During a certain period in the not too distant past, Japan, following a mistaken national policy, advanced along the road to war, only to ensnare the Japanese people in a fateful crisis, and, through its colonial rule and aggression, caused tremendous damage and suffering to the people of many countries, particularly to those of Asian nations. In the hope that no such mistake be made in the future, I regard, in a spirit of humility, these irrefutable facts of history, and express here once again my feelings of deep remorse and state my heartfelt apology. Allow me also to express my feelings of profound mourning for all victims, both at home and abroad, of that history.
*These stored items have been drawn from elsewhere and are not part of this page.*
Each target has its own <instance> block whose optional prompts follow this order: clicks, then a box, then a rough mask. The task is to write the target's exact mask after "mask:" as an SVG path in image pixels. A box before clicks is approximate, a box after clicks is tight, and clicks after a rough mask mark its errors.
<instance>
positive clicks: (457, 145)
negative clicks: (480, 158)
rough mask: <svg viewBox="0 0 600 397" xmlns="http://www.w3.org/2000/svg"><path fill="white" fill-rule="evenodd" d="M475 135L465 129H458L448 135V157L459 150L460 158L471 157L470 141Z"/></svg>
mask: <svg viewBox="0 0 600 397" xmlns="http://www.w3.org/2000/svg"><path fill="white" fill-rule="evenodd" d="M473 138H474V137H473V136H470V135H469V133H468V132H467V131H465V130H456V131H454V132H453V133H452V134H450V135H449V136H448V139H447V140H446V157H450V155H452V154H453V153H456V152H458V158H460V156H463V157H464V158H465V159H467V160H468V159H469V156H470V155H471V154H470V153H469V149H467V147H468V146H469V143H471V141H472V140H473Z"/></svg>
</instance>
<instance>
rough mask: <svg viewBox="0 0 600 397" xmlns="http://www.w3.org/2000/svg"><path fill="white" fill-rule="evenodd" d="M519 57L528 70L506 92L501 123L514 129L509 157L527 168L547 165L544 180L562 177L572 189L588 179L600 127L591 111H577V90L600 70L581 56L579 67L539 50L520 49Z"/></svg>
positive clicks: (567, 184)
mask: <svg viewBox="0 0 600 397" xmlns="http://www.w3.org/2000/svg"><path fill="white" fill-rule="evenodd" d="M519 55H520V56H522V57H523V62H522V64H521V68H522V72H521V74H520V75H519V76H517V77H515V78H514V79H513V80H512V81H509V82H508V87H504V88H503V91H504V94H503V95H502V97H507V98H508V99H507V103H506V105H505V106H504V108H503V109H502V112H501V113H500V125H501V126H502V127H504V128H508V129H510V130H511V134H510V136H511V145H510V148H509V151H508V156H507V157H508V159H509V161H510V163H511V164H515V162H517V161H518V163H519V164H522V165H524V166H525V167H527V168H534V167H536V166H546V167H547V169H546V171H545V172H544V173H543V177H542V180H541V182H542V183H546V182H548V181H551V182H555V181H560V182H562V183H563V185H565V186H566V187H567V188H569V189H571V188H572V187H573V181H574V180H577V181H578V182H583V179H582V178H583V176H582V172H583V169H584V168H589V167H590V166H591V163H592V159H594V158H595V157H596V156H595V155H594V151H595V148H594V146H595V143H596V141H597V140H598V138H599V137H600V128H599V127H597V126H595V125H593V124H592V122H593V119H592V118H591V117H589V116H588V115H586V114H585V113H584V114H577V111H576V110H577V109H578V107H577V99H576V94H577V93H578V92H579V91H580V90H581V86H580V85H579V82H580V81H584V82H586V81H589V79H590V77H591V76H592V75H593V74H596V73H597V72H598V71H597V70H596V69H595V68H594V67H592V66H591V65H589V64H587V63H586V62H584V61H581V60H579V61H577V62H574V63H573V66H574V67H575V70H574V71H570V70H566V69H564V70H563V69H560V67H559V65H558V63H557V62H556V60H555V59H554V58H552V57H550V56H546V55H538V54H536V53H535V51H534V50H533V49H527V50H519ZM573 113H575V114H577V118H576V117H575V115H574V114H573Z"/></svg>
Building from our deep remorse on this occasion of the 50th anniversary of the end of the war, Japan must eliminate self-righteous nationalism, promote international coordination as a responsible member of the international community and, thereby, advance the principles of peace and democracy. At the same time, as the only country to have experienced the devastation of atomic bombing, Japan, with a view to the ultimate elimination of nuclear weapons, must actively strive to further global disarmament in areas such as the strengthening of the nuclear non-proliferation regime. It is my conviction that in this way alone can Japan atone for its past and lay to rest the spirits of those who perished.
It is said that one can rely on good faith. And so, at this time of remembrance, I declare to the people of Japan and abroad my intention to make good faith the foundation of our Government policy, and this is my vow.